D’abord j’échange avec les enfants ou les ados sur les questions d’homophobie et de la famille « au sens large » parce qu’aujourd’hui, on ne peut plus continuer de faire croire que tout le monde vit sous le mode « papa/maman/enfants » alors qu’il y a tant de compositions familiales différentes. On ne peut plus non plus laisser l’homophobie s’exprimer à l’école, ne serait-ce qu’avec les « pédé » qui fleurissent pendant les récrés. Quand je me pointe devant les gamins et que je leur dis, le plus naturellement du monde, « Bonjour, je m’appelle Muriel, je suis dessinatrice, je suis mariée à une femme et nous avons une fille de dix ans », d’abord ils ouvrent des yeux ronds puis les langues se délient : « Oh M’dame, c’est comme ma cousine Estelle ! »,  « Et moi M’dame, je suis bientôt le témoin de mariage de ma demie-sœur qui va épouser sa chérie, je suis trop contente ! », etc. J’ai aussi reçu des confidences de petits dont l’un des parents avait quitté l’autre pour vivre avec quelqu’un du même sexe. Ces rencontres sont toujours très émouvantes. Après la discussion, je leur propose un atelier de dessins sur le thème « Dessine ta propre famille » dans une liberté totale par rapport à l’arbre généalogique que nous connaissons tous parce que bien souvent, les enfants ont besoin de plus de deux branches à partir du tronc ! Les résultats sont toujours incroyablement riches et variés. Aucun enfant n’a la même famille que son copain de classe ! Et de le constater de visu leur permet d’ouvrir le dialogue entre eux et d’apporter de la tolérance à l’école.

Vous avez publié de nombreux livres sur les familles homoparentales, avez-vous envie de travailler sur ce sujet-là (contre certains clichés par exemple), notamment pour les enfants ?

C’était mon but dés le départ.

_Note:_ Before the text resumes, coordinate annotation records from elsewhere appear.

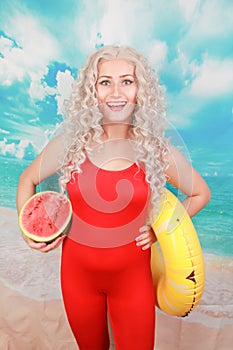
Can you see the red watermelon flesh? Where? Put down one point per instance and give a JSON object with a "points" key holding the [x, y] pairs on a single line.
{"points": [[45, 216]]}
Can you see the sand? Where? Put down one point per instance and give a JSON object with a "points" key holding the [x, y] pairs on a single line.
{"points": [[32, 315]]}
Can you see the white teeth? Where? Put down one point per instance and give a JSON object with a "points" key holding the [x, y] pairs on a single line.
{"points": [[117, 104]]}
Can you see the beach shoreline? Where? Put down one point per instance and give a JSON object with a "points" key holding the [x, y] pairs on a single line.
{"points": [[33, 316]]}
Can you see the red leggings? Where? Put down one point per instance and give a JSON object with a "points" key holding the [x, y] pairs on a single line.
{"points": [[115, 280]]}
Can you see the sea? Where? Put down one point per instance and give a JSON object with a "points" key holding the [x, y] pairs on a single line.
{"points": [[214, 224]]}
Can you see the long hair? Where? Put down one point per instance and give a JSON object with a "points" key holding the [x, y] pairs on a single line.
{"points": [[83, 122]]}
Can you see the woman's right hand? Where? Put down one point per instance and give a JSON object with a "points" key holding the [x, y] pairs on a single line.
{"points": [[44, 247]]}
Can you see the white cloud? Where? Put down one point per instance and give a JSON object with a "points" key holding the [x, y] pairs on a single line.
{"points": [[35, 48], [189, 8], [214, 78], [157, 53], [215, 18], [7, 149], [64, 88]]}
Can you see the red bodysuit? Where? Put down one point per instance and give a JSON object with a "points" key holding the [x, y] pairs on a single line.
{"points": [[102, 270]]}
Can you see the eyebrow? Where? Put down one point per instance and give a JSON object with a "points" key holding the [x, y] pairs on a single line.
{"points": [[121, 76]]}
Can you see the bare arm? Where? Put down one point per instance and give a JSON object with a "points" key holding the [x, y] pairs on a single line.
{"points": [[45, 165], [182, 175]]}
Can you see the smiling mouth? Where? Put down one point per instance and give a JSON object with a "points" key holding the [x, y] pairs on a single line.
{"points": [[116, 106]]}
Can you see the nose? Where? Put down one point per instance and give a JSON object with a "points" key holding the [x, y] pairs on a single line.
{"points": [[116, 90]]}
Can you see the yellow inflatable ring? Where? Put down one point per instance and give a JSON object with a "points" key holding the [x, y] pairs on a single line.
{"points": [[177, 263]]}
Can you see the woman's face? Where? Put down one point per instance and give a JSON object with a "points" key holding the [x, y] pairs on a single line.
{"points": [[116, 89]]}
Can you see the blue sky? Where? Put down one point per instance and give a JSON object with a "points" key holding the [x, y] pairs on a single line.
{"points": [[43, 43]]}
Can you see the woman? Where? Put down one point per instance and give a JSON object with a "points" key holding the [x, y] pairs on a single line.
{"points": [[114, 163]]}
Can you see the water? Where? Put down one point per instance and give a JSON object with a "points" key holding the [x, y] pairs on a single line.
{"points": [[213, 224]]}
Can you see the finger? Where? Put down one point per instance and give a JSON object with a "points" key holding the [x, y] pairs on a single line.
{"points": [[147, 246], [144, 228], [55, 244], [143, 241], [141, 237], [34, 245]]}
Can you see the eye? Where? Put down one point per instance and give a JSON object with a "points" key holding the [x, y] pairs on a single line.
{"points": [[127, 82], [104, 82]]}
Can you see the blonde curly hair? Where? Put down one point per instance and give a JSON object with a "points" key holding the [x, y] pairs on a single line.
{"points": [[84, 119]]}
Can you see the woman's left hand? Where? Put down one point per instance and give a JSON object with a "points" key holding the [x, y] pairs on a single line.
{"points": [[147, 238]]}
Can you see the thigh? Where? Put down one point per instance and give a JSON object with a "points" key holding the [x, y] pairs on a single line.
{"points": [[85, 306], [132, 309]]}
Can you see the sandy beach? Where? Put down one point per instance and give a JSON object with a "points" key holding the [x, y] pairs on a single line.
{"points": [[32, 316]]}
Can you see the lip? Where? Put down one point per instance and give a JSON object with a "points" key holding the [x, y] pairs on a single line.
{"points": [[116, 106]]}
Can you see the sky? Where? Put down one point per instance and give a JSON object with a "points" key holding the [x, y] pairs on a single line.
{"points": [[44, 43]]}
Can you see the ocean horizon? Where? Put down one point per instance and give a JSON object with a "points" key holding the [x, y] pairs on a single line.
{"points": [[213, 224]]}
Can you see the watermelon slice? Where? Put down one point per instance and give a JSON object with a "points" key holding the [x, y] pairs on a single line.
{"points": [[45, 216]]}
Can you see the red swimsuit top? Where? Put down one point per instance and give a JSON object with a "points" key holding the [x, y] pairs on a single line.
{"points": [[109, 207]]}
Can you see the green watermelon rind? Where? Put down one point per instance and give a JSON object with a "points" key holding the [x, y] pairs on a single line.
{"points": [[63, 230]]}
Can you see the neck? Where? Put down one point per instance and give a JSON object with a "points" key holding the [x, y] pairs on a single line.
{"points": [[116, 131]]}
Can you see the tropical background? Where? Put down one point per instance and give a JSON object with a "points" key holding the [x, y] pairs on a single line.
{"points": [[189, 43]]}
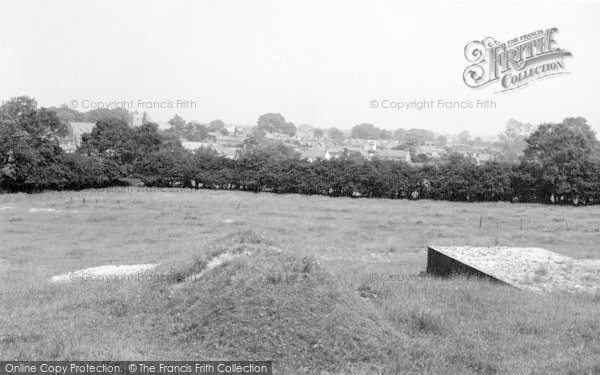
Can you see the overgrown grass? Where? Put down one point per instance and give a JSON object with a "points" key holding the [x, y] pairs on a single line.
{"points": [[308, 289]]}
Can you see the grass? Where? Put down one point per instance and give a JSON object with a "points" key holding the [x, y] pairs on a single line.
{"points": [[316, 295]]}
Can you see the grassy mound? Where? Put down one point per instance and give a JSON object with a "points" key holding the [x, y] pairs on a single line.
{"points": [[272, 305]]}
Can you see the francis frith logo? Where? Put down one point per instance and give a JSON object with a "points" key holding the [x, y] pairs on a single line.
{"points": [[515, 63]]}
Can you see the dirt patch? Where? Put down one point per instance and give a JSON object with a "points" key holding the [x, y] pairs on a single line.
{"points": [[36, 210], [106, 271], [529, 268]]}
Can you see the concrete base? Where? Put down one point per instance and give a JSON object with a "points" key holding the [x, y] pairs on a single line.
{"points": [[525, 268]]}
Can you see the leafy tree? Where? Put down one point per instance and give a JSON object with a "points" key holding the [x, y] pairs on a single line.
{"points": [[464, 137], [29, 144], [275, 123], [441, 141], [562, 156], [105, 114], [217, 126], [400, 135], [65, 113], [513, 139], [335, 134]]}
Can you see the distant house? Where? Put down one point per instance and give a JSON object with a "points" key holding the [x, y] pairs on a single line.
{"points": [[398, 155], [433, 152], [73, 138], [227, 152], [163, 125], [193, 146], [312, 154]]}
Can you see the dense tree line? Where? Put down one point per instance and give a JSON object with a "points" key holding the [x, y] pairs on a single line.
{"points": [[561, 163]]}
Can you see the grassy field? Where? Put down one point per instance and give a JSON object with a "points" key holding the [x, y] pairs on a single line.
{"points": [[315, 295]]}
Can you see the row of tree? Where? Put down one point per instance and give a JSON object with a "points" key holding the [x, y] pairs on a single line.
{"points": [[561, 163]]}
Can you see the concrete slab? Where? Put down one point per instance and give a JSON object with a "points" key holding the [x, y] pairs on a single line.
{"points": [[527, 268]]}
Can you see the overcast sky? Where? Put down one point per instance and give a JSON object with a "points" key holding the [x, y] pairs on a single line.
{"points": [[315, 62]]}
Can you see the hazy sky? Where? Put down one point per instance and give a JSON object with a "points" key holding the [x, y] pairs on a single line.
{"points": [[316, 62]]}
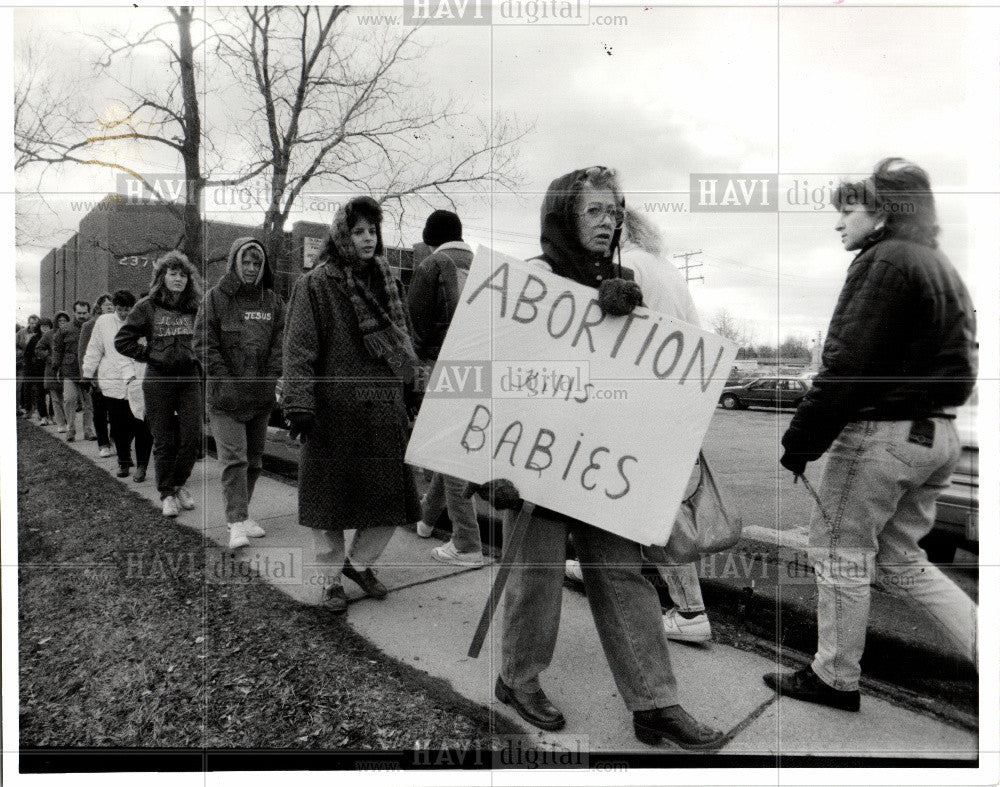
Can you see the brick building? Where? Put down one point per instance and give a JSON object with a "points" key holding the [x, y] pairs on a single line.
{"points": [[118, 241]]}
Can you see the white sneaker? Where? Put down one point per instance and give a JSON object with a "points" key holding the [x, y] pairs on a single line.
{"points": [[573, 571], [424, 530], [446, 553], [170, 506], [185, 499], [252, 529], [238, 535], [696, 629]]}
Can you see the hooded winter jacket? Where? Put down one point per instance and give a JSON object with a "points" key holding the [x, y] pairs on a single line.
{"points": [[169, 333], [561, 247], [65, 346], [238, 336], [433, 295]]}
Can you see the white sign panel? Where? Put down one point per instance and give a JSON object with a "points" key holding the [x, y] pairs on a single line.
{"points": [[594, 416]]}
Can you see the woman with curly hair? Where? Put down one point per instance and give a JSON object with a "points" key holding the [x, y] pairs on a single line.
{"points": [[159, 332], [347, 352]]}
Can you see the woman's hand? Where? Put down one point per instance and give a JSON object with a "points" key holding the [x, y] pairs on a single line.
{"points": [[619, 297], [498, 492]]}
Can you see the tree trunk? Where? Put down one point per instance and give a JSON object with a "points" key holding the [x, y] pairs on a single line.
{"points": [[195, 184]]}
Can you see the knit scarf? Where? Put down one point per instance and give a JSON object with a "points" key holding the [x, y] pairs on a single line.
{"points": [[385, 335]]}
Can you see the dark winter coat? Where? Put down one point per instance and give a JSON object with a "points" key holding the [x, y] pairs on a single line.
{"points": [[433, 296], [169, 334], [43, 352], [901, 346], [65, 346], [351, 471], [34, 366], [86, 331], [238, 336]]}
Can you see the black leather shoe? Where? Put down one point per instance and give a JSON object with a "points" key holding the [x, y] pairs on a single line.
{"points": [[366, 580], [677, 726], [335, 600], [806, 685], [533, 707]]}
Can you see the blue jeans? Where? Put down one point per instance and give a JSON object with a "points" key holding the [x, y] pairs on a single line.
{"points": [[879, 491], [239, 444], [625, 606], [447, 491], [73, 395]]}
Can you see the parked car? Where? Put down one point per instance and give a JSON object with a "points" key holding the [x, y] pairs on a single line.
{"points": [[956, 524], [764, 392]]}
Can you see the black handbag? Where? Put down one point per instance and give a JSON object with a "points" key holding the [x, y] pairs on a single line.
{"points": [[705, 523]]}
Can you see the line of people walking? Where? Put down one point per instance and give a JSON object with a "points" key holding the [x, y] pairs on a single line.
{"points": [[899, 357]]}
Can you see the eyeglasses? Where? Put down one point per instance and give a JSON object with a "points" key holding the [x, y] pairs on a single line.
{"points": [[595, 213]]}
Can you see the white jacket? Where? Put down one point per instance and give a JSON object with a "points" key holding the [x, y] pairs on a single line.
{"points": [[112, 369], [663, 287]]}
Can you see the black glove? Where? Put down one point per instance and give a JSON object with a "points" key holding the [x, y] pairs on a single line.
{"points": [[299, 423], [498, 492], [794, 462], [619, 297]]}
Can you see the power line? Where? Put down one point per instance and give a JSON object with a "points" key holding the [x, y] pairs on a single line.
{"points": [[687, 266]]}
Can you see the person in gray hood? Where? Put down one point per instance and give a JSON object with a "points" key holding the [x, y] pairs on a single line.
{"points": [[238, 334]]}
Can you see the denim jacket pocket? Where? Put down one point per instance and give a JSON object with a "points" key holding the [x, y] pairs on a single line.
{"points": [[913, 454], [853, 435]]}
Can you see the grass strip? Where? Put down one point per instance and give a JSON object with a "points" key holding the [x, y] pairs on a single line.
{"points": [[124, 643]]}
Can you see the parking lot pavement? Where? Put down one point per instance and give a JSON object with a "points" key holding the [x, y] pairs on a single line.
{"points": [[431, 612]]}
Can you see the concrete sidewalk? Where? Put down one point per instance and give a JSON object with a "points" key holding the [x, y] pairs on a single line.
{"points": [[432, 610]]}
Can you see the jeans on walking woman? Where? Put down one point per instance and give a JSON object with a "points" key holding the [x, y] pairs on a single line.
{"points": [[159, 331]]}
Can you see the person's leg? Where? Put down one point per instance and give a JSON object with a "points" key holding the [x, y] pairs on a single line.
{"points": [[40, 404], [903, 568], [532, 602], [159, 397], [58, 408], [187, 402], [101, 418], [433, 504], [231, 448], [88, 415], [683, 586], [462, 513], [859, 493], [256, 432], [143, 441], [626, 609], [330, 556], [120, 417], [368, 545], [69, 401]]}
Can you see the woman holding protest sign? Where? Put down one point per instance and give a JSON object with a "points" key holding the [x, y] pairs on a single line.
{"points": [[582, 217], [347, 351], [159, 332], [665, 291]]}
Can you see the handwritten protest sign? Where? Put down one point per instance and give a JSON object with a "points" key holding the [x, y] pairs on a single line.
{"points": [[594, 416]]}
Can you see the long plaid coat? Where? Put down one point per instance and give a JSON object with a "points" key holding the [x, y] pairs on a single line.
{"points": [[351, 472]]}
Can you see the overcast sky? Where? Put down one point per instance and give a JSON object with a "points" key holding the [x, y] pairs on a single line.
{"points": [[814, 94]]}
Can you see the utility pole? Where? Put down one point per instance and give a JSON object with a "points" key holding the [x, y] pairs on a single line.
{"points": [[686, 267]]}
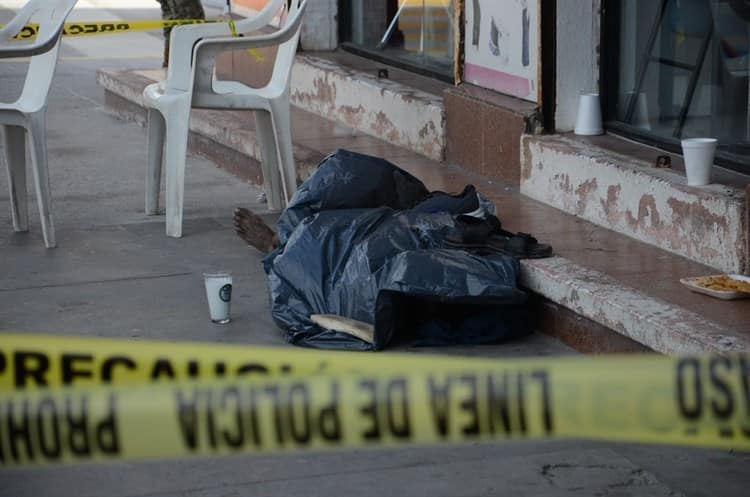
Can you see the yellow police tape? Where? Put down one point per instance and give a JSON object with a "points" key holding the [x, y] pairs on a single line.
{"points": [[91, 28], [66, 400]]}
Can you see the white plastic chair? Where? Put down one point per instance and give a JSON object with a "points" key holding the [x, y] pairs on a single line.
{"points": [[193, 85], [26, 116]]}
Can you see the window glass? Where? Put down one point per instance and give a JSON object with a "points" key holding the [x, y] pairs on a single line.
{"points": [[413, 32], [680, 70]]}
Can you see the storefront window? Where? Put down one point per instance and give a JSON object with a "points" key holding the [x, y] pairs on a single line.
{"points": [[679, 69], [414, 33]]}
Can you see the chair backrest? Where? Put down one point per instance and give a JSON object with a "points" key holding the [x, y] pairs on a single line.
{"points": [[52, 15], [285, 38], [180, 59], [282, 69]]}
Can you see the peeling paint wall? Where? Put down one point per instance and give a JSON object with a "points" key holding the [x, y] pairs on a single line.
{"points": [[384, 109], [661, 326], [655, 206]]}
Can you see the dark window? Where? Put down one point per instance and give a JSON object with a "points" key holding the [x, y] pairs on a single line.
{"points": [[415, 34], [677, 69]]}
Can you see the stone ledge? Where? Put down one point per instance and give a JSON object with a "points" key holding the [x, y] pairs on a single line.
{"points": [[662, 327], [627, 195], [393, 112]]}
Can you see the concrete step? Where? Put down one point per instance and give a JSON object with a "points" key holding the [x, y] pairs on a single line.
{"points": [[594, 295], [626, 193]]}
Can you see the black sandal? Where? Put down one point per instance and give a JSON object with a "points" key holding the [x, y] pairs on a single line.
{"points": [[519, 245]]}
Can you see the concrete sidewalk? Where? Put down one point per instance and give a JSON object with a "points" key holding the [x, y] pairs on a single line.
{"points": [[116, 274]]}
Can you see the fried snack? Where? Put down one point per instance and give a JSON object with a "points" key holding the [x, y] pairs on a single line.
{"points": [[723, 283]]}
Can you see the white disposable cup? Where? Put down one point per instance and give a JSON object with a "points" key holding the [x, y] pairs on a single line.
{"points": [[589, 119], [219, 295], [699, 158]]}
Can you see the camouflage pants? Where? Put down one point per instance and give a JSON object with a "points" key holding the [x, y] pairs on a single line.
{"points": [[180, 9]]}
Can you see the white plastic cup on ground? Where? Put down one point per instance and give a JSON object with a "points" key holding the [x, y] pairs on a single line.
{"points": [[219, 295], [699, 158], [589, 119]]}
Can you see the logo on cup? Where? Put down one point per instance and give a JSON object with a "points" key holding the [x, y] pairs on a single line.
{"points": [[225, 292]]}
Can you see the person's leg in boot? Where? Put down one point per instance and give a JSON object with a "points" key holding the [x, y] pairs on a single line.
{"points": [[251, 228]]}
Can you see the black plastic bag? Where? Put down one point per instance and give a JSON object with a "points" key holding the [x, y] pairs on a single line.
{"points": [[363, 239]]}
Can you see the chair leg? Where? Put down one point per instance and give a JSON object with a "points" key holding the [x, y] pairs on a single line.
{"points": [[176, 151], [283, 133], [38, 141], [156, 129], [269, 160], [14, 138]]}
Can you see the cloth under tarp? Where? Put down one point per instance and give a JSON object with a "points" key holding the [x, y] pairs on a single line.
{"points": [[363, 239]]}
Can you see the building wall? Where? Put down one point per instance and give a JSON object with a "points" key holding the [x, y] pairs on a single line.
{"points": [[578, 40], [501, 46], [320, 26]]}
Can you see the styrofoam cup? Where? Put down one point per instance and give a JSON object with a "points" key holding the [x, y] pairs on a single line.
{"points": [[699, 158], [589, 119], [219, 295]]}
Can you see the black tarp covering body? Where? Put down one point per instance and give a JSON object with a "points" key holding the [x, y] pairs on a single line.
{"points": [[362, 239]]}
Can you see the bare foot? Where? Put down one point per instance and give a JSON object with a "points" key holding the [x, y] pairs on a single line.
{"points": [[251, 228]]}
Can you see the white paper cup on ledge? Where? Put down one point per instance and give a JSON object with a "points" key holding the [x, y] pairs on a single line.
{"points": [[589, 119], [699, 158], [219, 295]]}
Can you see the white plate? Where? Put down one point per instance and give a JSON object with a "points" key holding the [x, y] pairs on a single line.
{"points": [[719, 294]]}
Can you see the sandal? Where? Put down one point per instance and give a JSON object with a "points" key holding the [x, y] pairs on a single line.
{"points": [[519, 245]]}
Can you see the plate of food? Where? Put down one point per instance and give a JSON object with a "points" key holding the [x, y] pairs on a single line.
{"points": [[721, 286]]}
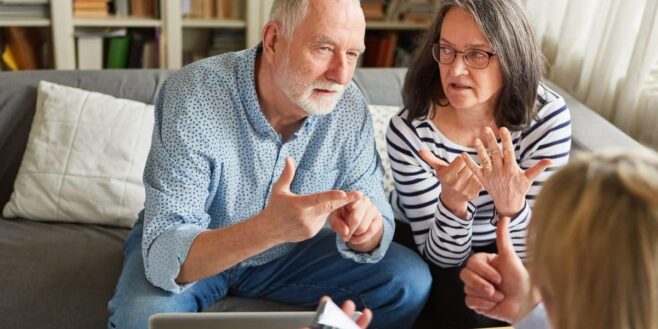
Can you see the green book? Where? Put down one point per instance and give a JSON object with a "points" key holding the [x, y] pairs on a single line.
{"points": [[117, 52]]}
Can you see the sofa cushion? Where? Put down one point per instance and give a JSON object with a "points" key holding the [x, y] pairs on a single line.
{"points": [[381, 116], [84, 159], [57, 275]]}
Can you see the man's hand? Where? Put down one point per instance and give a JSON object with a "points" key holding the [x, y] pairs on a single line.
{"points": [[358, 223], [498, 286], [295, 218], [458, 183]]}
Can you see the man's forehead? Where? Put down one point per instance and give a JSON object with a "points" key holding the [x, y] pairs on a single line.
{"points": [[326, 39]]}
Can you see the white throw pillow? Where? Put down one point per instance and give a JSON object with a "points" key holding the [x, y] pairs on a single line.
{"points": [[84, 159], [381, 116]]}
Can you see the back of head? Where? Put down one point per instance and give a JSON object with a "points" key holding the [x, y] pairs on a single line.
{"points": [[289, 13], [594, 242]]}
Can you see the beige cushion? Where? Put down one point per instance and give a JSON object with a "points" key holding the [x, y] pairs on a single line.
{"points": [[84, 159]]}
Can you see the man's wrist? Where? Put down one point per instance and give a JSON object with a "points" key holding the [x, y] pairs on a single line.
{"points": [[369, 245]]}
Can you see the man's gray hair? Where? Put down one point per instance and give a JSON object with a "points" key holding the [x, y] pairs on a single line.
{"points": [[289, 13]]}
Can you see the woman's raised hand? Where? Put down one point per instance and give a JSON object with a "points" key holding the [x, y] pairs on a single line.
{"points": [[458, 183], [499, 173]]}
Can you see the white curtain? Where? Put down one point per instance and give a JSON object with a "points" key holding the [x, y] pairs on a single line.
{"points": [[605, 53]]}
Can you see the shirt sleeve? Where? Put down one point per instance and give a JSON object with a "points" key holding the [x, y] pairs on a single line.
{"points": [[548, 138], [176, 179], [441, 236], [537, 319], [366, 174]]}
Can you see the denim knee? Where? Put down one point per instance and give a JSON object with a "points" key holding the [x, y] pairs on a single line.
{"points": [[408, 275], [135, 312]]}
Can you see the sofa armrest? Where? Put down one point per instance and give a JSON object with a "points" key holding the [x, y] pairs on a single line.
{"points": [[590, 131]]}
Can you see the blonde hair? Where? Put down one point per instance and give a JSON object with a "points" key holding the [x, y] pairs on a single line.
{"points": [[594, 242]]}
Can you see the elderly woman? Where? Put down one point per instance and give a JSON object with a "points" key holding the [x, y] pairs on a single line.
{"points": [[593, 246], [473, 142]]}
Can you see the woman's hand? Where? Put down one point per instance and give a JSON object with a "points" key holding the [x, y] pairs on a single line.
{"points": [[458, 183], [500, 175]]}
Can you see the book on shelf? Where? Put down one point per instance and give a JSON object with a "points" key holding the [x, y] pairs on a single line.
{"points": [[24, 10], [22, 48], [90, 8], [144, 8], [121, 8], [117, 52], [212, 9], [373, 10], [380, 49], [90, 46]]}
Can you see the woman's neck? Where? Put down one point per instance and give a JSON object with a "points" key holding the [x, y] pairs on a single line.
{"points": [[462, 126]]}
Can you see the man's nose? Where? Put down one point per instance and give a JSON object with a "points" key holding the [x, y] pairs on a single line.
{"points": [[340, 71]]}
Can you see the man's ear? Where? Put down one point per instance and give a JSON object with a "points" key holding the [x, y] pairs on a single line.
{"points": [[271, 40]]}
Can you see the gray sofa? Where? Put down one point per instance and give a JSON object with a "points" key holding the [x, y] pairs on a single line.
{"points": [[58, 275]]}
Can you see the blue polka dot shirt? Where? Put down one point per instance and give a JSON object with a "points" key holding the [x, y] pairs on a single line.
{"points": [[214, 159]]}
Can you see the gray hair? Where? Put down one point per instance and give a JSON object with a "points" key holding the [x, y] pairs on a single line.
{"points": [[289, 13], [506, 27]]}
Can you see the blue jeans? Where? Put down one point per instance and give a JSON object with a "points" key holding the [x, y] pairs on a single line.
{"points": [[395, 288]]}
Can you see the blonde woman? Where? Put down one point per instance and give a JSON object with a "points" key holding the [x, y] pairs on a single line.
{"points": [[593, 244]]}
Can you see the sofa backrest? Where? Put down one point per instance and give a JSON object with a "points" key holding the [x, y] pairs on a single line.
{"points": [[380, 86]]}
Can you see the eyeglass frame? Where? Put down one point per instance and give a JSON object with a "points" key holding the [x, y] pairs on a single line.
{"points": [[436, 57]]}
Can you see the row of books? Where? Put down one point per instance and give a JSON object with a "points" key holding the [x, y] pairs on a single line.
{"points": [[212, 9], [25, 49], [388, 49], [219, 41], [117, 48], [24, 9], [414, 11], [118, 8]]}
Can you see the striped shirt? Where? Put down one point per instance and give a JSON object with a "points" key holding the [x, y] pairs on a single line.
{"points": [[441, 236]]}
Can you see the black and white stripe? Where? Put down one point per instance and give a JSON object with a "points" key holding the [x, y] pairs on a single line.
{"points": [[441, 236]]}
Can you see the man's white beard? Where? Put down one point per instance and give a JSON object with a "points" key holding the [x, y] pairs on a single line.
{"points": [[302, 93]]}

Mais au moment de la création de mon premier livre pour enfants (Dis, mamans en 2003), j’étais très naïve, sans expérience, et j’avais proposé mon ouvrage aux éditeurs de jeunesse traditionnels, pensant que ça passerait tout seul ! Je crois que ma prise de conscience de l’homophobie date de cette époque parce qu’avec les lettres de refus que j’ai reçues, j’ai réalisé que nous étions considéré.es, pour encore beaucoup, comme des pestiféré.e.s sans enfant. Depuis les choses ont évolué mais pas tant que ça concernant la représentation de nos couples et de nos familles : nous sommes encore invisibles dans la littérature jeunesse et encore plus dans les dessins animés. C’est forcément un problème parce que continuer à faire croire aux enfants que nous n’existons pas (alors même que tous ont un homosexuel dans la famille !) perpétue l’idée que l’homosexualité est illégitime.

 

Déplorez-vous parfois le manque d’engagement de certaines personnes, notamment LGBT ?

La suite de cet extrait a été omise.